Usually, we set up a complex set of metrics to measure the things that business would have us measure. These could be anything from OH&S incident issues, on-time delivery, average collection period, financial leading and lagging indicators and the performance indicators of where the business is. These are tactical and strategic initiatives.
However, Business Intelligence can also be used to take action immediately when something that crosses preset or dynamic thresholds, happens. A simple example might be for a bank, where each branch for each region has a simple threshold for deposits taken at the branch. Let us say this figure is set to $50,000 for Branch 00-11-22. If this threshold is exceeded, a text message will be sent to the financial adviser / risk & compliance officer of the particular branch, notifying them within 60 seconds of the transaction hitting the system.

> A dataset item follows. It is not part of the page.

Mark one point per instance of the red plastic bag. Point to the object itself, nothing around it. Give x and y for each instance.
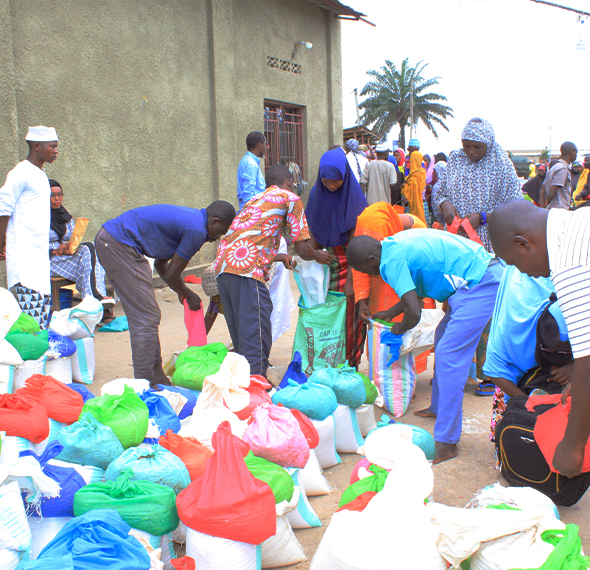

The BI Tool can monitor the message queues from the bank transaction system (like MQ Series, JMS, etc.) or it can directly interrogate the OLTP datasource, looking for any transactions since the last time the check was done, for any records that meet the selection criteria. For this to work against real-time mission-critical data sources, it is imperative to have fast query performance that will have minuscule effect on the source systems, or if there is a near-real-time data warehouse that can serve as a datasource, the effect is minimized. This is achieved with a pre-written, tuned query, which is predictable.


This simple diagram shows the processes that should be involved for monitoring exceptions, and KPI's for that matter too.

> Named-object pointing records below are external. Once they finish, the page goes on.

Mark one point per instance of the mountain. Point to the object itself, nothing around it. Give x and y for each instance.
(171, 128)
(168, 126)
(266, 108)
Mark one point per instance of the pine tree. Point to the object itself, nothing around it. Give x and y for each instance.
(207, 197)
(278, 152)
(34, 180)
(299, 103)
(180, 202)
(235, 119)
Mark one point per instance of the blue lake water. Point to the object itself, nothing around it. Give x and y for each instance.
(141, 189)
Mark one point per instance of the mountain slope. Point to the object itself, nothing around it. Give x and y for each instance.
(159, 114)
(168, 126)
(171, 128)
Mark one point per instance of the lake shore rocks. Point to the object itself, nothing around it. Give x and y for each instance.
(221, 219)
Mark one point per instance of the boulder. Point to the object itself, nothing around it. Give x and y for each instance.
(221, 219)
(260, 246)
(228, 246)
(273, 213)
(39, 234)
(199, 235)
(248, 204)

Once one or more records have been identified, a lookup process can occur to see where these records' information needs to be sent (destination).

Once we have the composition of the information to be sent and the destination (an email SMTP server, a SMS Gateway, a SOA enabled application server like SAP , a web destination, etc.), the action designed can be taken.




















So from this we can see that BI can be used as a business process monitoring tool as well as a business performance management tool too. The example shown here is simple, but with a near-decent rules engine (or make a call to a SOA enabled service), the net result is that the business is aware of a thing / event "happening" in their business in almost real-time, which is a whole lot better than being told via a report the following week that there was a transaction that could possibly have been a fraud or part of a money laundering operation.

The latency of information in mission-critical environments is inversely proportional to its value, thus for maximum value in these types of scenarios, real-time information (or as close to it as possible) yields maximum value to the business.